Tuesday, February 5, 2008

Pixels, EMs, and PXtoEM.com…oh crazy!

What is an EM?
Wikipedia puts it well: “An em is a unit of measurement in the field of typography, equal to the size of the current font.” If your font-size is at 16 pixels, then 1em = 16px
For more information visit Wikipedia and W3Schools.

What is the text sizing difference between PX, EM, %, PT?
Pixels and points are static measurements. 1 pixel is always 1 pixel. 1 point is always 1 point. Points are a little different because they change size based on DPI. On paper, with its higher DPI, 12 point text is actually more pixels that 12 point text on a computer monitor, which has a lower DPI than paper.
Percent and EMs on the other hand are relative measurements. The size of EM or percent-based text depends on its parent. If body text is sized at 12 pixels, then text set at 120% or 1.2 EM inside the body will be 1.2 * 12, or 14.4 pixels.

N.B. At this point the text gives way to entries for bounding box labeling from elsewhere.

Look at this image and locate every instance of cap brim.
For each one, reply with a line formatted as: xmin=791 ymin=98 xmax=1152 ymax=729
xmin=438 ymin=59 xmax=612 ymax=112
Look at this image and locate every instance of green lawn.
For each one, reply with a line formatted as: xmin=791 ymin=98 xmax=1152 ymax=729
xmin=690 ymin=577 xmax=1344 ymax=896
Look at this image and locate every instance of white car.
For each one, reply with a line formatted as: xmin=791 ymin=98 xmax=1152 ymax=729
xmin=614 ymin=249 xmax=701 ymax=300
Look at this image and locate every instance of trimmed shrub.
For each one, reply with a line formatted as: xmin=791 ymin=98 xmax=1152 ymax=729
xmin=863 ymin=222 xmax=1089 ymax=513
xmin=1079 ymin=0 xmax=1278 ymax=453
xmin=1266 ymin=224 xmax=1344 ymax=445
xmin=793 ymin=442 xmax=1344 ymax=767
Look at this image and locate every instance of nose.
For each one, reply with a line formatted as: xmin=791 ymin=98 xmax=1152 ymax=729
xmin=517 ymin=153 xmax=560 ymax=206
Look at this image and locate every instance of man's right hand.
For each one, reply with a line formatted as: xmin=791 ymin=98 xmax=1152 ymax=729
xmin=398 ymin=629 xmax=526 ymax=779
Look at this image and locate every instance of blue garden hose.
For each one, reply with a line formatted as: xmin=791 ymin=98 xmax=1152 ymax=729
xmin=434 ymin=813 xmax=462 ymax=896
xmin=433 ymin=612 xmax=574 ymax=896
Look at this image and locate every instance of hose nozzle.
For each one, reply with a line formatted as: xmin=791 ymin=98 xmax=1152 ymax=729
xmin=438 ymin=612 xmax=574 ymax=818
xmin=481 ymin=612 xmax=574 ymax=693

How do I convert between PX, EM, %, and PT?
Assuming you aren’t using PXtoEM.com to keep it simple, here’s the formulas PXtoEM.com uses.
Note:16px is used as the body text size in all conversions because that is the browser default on today’s browser. You will change 16px to your base text size.
PX to EM: text size in pixels / body text size in pixels = size in EMs
Example: 12px / 16px = .75em
PX to %: text size in pixels / body text size in pixels * 100 = size in %
Example: 12px / 16px * 100 = 75%
PX to PT: text size in pixels * points per inch / pixels per inch = size in pt
Example: 16px * 72 (72 points = 1 inch) / 96 (96 pixels per inch in Windows, 72 in Mac) = 12pt
EM to PX: text size in EMs * body text size in pixels = size in pixels
Example: .75em * 16px = 12px
EM to %: text size in EMs * 100 = size in %
Example: .75em * 100 = 75%
% to PX: text size in % * body text size in pixels / 100 = size in pixels
Example: 75 * 16px / 100 = 12px
% to EM: text size in % / 100 = size in EMs
Example: 75 / 100 = .75em
PT to PX: text size in pt * pixels per inch / points per inch = text size in pixels
Example: 12pt * 96ppi / 72ppi = 16px


Why size your text with EMs in CSS?
Style sheets that use EMs are easier to maintain for the designer (especially with PXtoEM.com at your side) and more accessible to end-users.
Style sheets become easier to maintain because all text set in EMs scale to the body font-size. Only one element’s font-size needs to change instead of individually changing the font-size of each element.
Accessibility is increased for end-users because text is scaled based on their preferences rather than set statically in pixels. Additionally, end-users can use hot keys to scale the text in all browsers. Many people have difficulty reading small text on a computer screen.